“I never sat down and thought, Oh, I’m going to write a book. Never,” David Sedaris told me.
We sat in his publisher’s office on the first real spring afternoon of the year. He has his legs crossed, lost in thought, wearing gray Comme des Garçons pants. “I don’t have anything to say about anything,” he added.
Yet he has written a dozen books—the latest of which, This land and its people, The book was released this week by Little, Brown, his longtime publisher. In the book, in typical Sedaris fashion, he meanders through topics as diverse as meeting Pope Francis (Conan O’Brien’s wife was “the most perfectly dressed person” for the occasion) and maximizing his Duolingo points (Junior is his favorite character, “but only in German”). One article even told the story of his secret marriage to long-term partner Hugh Hamrick.
“Usually it’s a title that brings everything together,” he said. “So the title does that here because all I have to do is write about anyone and put them in one place.”
Of course, he greatly underestimated the subtle thematic connections that held the entire series together: legacy, death, what the body can and cannot do over time. Sedaris dismissed the theory unconvinced. He said these are just things people start to notice as they get older, and he is one of the great observers we have alive. “If I were awake, I would be making judgments,” he said.
But as the new edition comes out, perhaps he will forgive my urge to talk about something big: namely, his legacy. To what extent did his works penetrate the minds of a generation of comic writers? One day I said it beautifully Too young to listen Santaland Diary It can’t be overstated that he sits in the back of his parents’ minivan every December — and even today, more than 30 years after his first post, people are still singing his praises on TikTok. In a social media video, when asked about the funniest book they had ever read, authors Coco Mellors, Rob Franklin and Orlando Whitfield all responded: “Anything by David Sedaris.”
“David Sedaris was the voice of my entire pre-teen and teenage years,” content creator and Teffy Lecture host Tefi Pessoa told me. “He made me feel like it wasn’t crazy to think the world was bigger than where I was from, and that wanting more was nothing to be ashamed of. I really think subconsciously I moved to New York because of his books. I really do!”
Sedaris was born in New York but grew up in Raleigh, North Carolina, one of six siblings.

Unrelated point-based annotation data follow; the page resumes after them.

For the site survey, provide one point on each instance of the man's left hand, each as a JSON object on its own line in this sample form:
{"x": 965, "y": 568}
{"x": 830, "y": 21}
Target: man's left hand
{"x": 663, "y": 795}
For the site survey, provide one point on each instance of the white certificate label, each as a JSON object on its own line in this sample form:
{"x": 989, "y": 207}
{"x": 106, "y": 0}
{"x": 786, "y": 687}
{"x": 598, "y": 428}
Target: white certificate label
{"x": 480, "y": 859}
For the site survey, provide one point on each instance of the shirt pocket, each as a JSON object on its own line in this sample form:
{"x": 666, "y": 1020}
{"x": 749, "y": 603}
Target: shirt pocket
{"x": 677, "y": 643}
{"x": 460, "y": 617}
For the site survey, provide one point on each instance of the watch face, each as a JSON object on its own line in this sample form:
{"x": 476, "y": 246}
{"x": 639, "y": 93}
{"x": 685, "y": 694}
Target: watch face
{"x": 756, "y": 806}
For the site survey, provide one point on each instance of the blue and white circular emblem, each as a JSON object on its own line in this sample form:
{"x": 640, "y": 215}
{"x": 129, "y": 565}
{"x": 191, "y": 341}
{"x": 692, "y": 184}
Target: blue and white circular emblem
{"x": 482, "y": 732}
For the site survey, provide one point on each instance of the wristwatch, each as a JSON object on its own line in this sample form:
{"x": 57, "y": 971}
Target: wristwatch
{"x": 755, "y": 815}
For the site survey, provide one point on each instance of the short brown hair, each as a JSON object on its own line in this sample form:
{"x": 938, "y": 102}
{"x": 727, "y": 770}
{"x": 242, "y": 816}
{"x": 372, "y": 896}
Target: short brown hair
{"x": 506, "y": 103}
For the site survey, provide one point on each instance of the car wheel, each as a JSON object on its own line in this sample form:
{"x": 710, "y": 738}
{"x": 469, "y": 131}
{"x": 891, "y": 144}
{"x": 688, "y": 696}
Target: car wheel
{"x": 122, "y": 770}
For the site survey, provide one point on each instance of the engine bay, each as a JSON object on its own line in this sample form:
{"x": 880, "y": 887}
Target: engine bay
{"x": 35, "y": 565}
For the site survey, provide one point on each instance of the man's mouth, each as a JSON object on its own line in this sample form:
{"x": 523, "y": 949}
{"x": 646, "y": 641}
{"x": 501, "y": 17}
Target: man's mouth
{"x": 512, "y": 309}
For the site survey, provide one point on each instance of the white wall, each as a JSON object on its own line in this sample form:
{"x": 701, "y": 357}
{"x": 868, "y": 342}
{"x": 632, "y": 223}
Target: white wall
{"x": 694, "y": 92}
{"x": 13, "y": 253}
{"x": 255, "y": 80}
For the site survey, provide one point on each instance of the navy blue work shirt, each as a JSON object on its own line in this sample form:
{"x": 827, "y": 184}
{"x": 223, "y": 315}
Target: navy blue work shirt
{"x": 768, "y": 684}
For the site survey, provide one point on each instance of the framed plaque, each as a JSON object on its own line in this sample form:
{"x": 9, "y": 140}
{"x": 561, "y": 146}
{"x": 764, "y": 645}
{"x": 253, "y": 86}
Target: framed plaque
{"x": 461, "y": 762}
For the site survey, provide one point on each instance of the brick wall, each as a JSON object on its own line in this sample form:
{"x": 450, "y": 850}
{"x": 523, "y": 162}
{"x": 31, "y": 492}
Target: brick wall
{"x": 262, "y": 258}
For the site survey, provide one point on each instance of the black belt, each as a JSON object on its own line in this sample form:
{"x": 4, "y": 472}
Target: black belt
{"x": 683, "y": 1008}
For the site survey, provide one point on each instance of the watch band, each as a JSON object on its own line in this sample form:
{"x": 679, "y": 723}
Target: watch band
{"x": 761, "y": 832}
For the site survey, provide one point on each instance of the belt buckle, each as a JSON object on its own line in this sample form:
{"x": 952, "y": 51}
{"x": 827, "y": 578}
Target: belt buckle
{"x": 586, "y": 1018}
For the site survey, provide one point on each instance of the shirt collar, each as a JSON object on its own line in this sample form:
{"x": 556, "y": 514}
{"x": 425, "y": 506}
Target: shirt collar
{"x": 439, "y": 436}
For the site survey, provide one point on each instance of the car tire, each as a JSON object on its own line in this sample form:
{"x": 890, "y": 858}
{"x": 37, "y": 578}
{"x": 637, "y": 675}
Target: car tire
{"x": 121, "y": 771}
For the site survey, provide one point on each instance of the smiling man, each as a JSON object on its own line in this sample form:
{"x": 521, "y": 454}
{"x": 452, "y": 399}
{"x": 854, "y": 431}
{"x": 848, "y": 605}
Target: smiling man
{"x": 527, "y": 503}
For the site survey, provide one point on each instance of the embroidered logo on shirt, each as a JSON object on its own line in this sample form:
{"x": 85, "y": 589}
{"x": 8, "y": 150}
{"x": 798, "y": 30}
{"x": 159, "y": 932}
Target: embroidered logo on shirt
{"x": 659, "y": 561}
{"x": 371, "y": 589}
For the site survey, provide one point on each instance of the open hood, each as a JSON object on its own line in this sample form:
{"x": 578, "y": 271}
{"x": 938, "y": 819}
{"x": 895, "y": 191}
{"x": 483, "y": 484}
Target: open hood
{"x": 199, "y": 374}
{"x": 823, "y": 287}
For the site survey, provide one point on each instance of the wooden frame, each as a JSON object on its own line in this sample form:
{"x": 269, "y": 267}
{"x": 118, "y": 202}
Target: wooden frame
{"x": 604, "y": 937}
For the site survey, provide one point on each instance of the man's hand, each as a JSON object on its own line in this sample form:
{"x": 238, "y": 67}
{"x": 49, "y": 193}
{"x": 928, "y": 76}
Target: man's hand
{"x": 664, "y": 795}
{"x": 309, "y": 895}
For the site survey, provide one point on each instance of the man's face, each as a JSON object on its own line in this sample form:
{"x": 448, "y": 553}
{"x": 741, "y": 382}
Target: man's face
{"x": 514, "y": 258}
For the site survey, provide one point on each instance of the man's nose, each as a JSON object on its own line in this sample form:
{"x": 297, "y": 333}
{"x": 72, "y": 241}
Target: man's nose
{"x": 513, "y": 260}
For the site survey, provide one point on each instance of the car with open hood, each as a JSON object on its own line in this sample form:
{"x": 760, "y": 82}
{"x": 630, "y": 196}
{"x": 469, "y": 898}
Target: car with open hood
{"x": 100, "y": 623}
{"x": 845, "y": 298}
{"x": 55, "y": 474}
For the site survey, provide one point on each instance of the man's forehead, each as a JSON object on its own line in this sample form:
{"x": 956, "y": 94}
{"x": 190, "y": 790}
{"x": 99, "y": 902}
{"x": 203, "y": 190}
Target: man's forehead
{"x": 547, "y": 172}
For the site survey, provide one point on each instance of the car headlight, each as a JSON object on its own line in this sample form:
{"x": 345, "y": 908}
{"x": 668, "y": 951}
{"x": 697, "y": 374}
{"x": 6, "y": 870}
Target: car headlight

In his early works, he told stories of his childhood – his old age in Greek “YaYa”; his mischievous sister Amy, who later became famous as an actress and comedian. “Even when I was a teenager,” he wrote in the introduction to the 2020 series, The best of me, “I wouldn’t trade my parents for anyone else’s parents, and the same goes for my siblings.”
His breakthrough success began in public broadcasting, when this american life‘s Ira Glass discovered him at a club in Chicago and began incorporating him into her plans – first wild roomThen morning edition. 1992, Sedaris’ article “The Santa Claus Diary”,“A series of snaps from his days as a Christmas elf at Macy’s took the country by storm and earned him his first two-book contract. Almost overnight, he went from making ends meet by doing odd jobs to publishing best-selling books.